Our competitiveness is further jeopardised by a lack of access to affordable green energy, which is particularly critical to the highly electro-intensive primary aluminium production. Due to the EU’s unique electricity market, European aluminium producers are exposed to unique carbon costs in electricity prices as well as to other regulatory costs linked to Europe’s climate policies. European producers therefore have a disadvantage in the global market since aluminium is traded publically and other global producers are not subject to the same kinds of costs. The Commission’s current proposal of a Carbon Border Adjustment Mechanism (CBAM) will not help stop carbon leakage and requires a lot more finetuning to eventually become a suitable measure for the European aluminium value chain. Irrespective of the final design of the CBAM, it remains an untested, complex mechanism that will first have to prove it can live up to its expectations. Until then,  the existing carbon leakage measures must be kept to protect strategic European industries, mitigate unintended risks, and minimise uncertainty.

A consistent, predictable energy and climate framework in Europe will send the necessary signals for long-term investments, which are needed to strengthen our technological leadership and enable the green transition.

If the EU cannot create the right framework conditions for our industry to remain competitive, Europe’s entire aluminium production could be replaced by Chinese aluminium. To quantify that: Europe would lose 40+ billion euros in annual turnover, 600+ plants, and over one million (direct and indirect) jobs! Not to mention the enormous increase in global emissions the loss of our value chain would result in.

This worst-case scenario is not fiction. China has already successfully forced several European industries out of the market and established near-monopolies in raw materials. Let’s never forget the case of magnesium and the trickledown effect of losing raw material production in Europe on other industries. Since the last European magnesium plant shut down in 2001 because of China’s illegal dumping, the country has evolved to the world’s main magnesium supplier: more than 87% of the world’s magnesium is produced in China; more than 93% of the European magnesium demand depends on Chinese imports.

Since mid-September, the supply of magnesium has drastically reduced due to production curtailment in China, leading to escalating magnesium prices and uncertain production outlooks. An important aluminium alloying element, the magnesium shortage affects many end-use sectors, including automotive, aerospace, defense, building, packaging, and consumer durables.

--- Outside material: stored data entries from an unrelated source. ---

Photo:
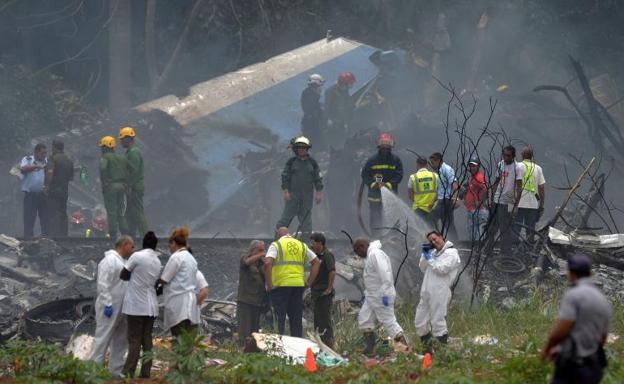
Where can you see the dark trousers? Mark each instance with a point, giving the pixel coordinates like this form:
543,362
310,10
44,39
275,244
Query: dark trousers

Europe has failed to save its magnesium value chain, but the window of opportunity is still open to defend its European aluminium industry. For Europe to succeed, open strategic autonomy must become a tangible reality. This means taking concrete steps to reduce Europe’s dependency on raw materials from third countries by implementing robust and consistent trade and industrial policies that defend and incentivise EU production, enabling access to affordable green energy, and accelerating long-term investments.